姜至向她简单解释了季序的来龙去脉。
“什么?”
盛令颐猛地一拍桌子:“他季家的子孙,他们不养着供着,倒叫你一个做堂嫂的来照顾?他......”
“他是季昌的儿子?”
盛令颐一下反应过来,火气也熄了大半。
她没见过季昌,但总听姜慎提起。
说此人是祖父的得意门生,一生两袖清风,清贫自守,内心恬静。可惜一颗文心过重,抵不过政坛冗杂,看不透党羽林立。
公爹也曾感慨季昌辞官归乡,朝堂少了一股铁骨铮铮的清流,腐烂污秽更深入皮肉。
姜至点头:“也不光是为了季昌伯伯的情分才拉他一把,我瞧着是挺不错一孩子,不该珠玉蒙尘。”
“行了。别学你哥,装得老气横秋。”
盛令颐勾唇,眉眼含笑,习惯性地伸手捏了捏姜至的脸颊:“自己还是个孩子呢。”
二人手挽着手,移步去了前院外厅。
等她们到时,姜尚书、姜夫人已端坐上首,海嬷嬷在母亲身边侍立,季序如坐针毡地陪着。
厚重的门帘被婆子掀开。
刚一踏进,温暖的热气便迎面袭来,如逢春天。仔细看去,屋里放了四五个火盆在烧,还配了一扇火齐屏风作保暖屏障。
见她们来,下人们赶紧备了风炉来煮茶,又特意搬来了一把暖椅给姜至坐。
姜至一顿。
家人皆知她怕冷,就连相识还不到两日的季序都知道。
可今年冬日,她让人去季家府库领炭火,下人们却言季云复发了话,说今年冬日不冷,将各房的炭火份例都减了一半。
还说她的昭奚院往年冬日用炭最多,所以要更节省一点,冷就多穿衣裳,熬一熬便过去了。
她本也不指着季家的份例过日子,可她顾忌着季云复,想着他发了话,若自己去外边买炭,必然会下了他的面子。
思来想去,还是忍了。
直到有一日,阿兄休沐过来闲聊,走后还没半个时辰,便派人运了一大车上好的银骨炭过来。
“姐姐......”
季序眼睛一亮,他在看见姜至的一瞬间绷直的身子总算是放松了点。姜至侧目,微微点头,示意他坐下。
身旁的盛令颐将姐弟二人的眼神互动全部收入眼底。
姐姐?弟弟?
阿至现在好这一口?
“阿至、令颐。别站着,快来坐。”
姜夫人赶忙让人将暖身茶送上来,她脸上漾着暖暖笑意,仔仔细细地去看姜至。
将她上上下下打量了个遍,连藏在鬓角的一根隐蔽白发都被发现了。
姜夫人眉头紧蹙:“我怎么瞧着比之前瘦了许多?脸色也不好。不应该啊,我和你嫂子隔三岔五就会让人送滋补的血燕去季家,你吃了没有呀?”
血燕?
总之姜至是从未在季家见过,也没人和她说母亲嫂嫂每月都给她送东西。
这补品,一定送来了的。
但至于究竟进了谁的肚子,心知肚明。
“你这孩子,是不是又嫌麻烦没吃?不然气色怎会这么差?”
姜夫人心疼地嗔怪,伸手去拉女儿,满眼都是关切和忧心。
“她爹!你快来呀,闺女这唇瓣都没血色,瞧过大夫没有?身上可有不舒适的?”
姜堰应声走来。
他着一袭墨绿长袍,风骨峻整,不怒自威,唯独看向女儿时会眉眼一弯,眯着眼笑起来:“气色是稍差了些,但哪有你说的那般憔悴?”
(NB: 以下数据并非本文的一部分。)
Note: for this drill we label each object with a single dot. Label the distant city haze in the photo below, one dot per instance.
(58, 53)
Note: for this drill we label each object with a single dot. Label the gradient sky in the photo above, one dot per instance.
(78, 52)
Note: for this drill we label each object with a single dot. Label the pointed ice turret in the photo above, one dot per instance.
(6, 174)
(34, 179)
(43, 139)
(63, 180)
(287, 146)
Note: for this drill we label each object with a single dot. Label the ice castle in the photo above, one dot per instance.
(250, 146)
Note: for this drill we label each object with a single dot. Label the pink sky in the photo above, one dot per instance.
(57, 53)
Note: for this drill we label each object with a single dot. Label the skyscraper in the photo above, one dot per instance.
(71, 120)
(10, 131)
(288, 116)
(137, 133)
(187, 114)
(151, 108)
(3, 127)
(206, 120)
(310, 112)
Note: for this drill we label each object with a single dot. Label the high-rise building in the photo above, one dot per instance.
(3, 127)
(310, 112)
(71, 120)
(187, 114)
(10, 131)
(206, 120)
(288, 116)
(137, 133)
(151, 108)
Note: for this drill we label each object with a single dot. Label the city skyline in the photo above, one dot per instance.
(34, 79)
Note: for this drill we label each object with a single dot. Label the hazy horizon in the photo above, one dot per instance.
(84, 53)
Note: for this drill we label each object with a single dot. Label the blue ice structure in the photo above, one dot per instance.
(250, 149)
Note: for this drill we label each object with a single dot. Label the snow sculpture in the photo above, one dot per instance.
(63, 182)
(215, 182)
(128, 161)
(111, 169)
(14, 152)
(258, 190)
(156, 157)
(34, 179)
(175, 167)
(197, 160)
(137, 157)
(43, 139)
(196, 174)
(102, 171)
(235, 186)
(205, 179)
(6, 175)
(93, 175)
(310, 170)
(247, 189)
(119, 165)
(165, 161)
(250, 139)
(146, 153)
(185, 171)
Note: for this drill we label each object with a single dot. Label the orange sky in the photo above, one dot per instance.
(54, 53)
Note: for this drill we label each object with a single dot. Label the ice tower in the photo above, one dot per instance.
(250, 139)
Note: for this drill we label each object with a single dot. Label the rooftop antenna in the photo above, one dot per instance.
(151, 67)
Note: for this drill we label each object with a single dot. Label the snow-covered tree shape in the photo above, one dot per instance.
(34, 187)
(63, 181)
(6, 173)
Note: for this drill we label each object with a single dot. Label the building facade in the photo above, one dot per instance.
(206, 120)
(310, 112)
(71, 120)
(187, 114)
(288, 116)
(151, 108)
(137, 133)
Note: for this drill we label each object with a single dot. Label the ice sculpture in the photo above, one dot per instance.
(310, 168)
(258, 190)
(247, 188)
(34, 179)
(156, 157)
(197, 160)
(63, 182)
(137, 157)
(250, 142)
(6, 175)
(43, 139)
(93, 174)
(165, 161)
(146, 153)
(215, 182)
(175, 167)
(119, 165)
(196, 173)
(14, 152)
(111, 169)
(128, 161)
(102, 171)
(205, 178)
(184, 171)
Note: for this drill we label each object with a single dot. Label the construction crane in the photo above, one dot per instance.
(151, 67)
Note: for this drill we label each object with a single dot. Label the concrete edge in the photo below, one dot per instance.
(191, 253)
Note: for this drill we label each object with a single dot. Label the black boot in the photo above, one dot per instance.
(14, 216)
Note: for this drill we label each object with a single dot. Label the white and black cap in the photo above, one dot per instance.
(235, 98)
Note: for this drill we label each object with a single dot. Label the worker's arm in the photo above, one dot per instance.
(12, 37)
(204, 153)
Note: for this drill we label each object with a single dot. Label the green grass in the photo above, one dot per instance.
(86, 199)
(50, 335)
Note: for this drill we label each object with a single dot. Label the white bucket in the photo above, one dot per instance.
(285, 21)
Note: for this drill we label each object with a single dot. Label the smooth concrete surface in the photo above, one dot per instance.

他偏头一看,只见妻子眼眶都湿了,吓得又赶紧去哄:“哎?这是哭什么?女儿回家,天大的喜事,你哭啥呀?”
“娘,你怎么哭了?我就是这两日没睡好,血燕我昨日还吃了呢,真没嫌麻烦,不信您问海嬷嬷。”
姜至一个甩手就将问题丢给了海嬷嬷,一时间,厅内所有人的目光都朝海嬷嬷看去。
海嬷嬷僵硬且尴尬地笑着:“......呵呵,是呀是呀,昨日还吃了。”
吃个鬼!
季家那帮抠搜货,别血燕了,就连碎燕都舍不得往昭奚院送!
姜夫人一下止住了哭声,她紧紧抓着姜至的手,声音有些哽咽:“真吃了?昨日只吃了血燕?我还让人送了阿胶去呢,可吃了?”
“呃......”
姜至乌黑的瞳仁一转,赶紧点头:“对对对,还有阿胶,昨日您送的血燕和阿胶都吃了。哎呀娘,我这整日吃的东西太多,都记不得了。”
“好,好,吃了就好。”姜夫人眸子倏然一暗,心像被蚂蚁啃噬着一样痛:“坐,快坐下。”
昨日她没让人送过血燕,阿胶更是从未送过。
阿至不仅没有吃上送去的血燕,而且她根本不知道家里常有东西送去季家给她。
母女连心。她的女儿在季家一定过得不好,他们一定欺负了她,一定轻视了她。
“阿至......”
姜夫人泪眼婆娑地:“季家人待你可好?”
姜至强撑着笑容点头,又给母亲擦去泪水:“好,一切都好。”
盛令颐沉默坐下,没说话。
她们方才就通了气,姜至想和离这事先不跟爹娘说,姜慎那边也暂时瞒下。
她想等和离之后,一切尘埃落定再告诉家人。
姜堰在刑部断案二十余年,哪怕是一点细枝末节的线索都逃不过他的眼睛,自然也察觉出了女儿的不对劲。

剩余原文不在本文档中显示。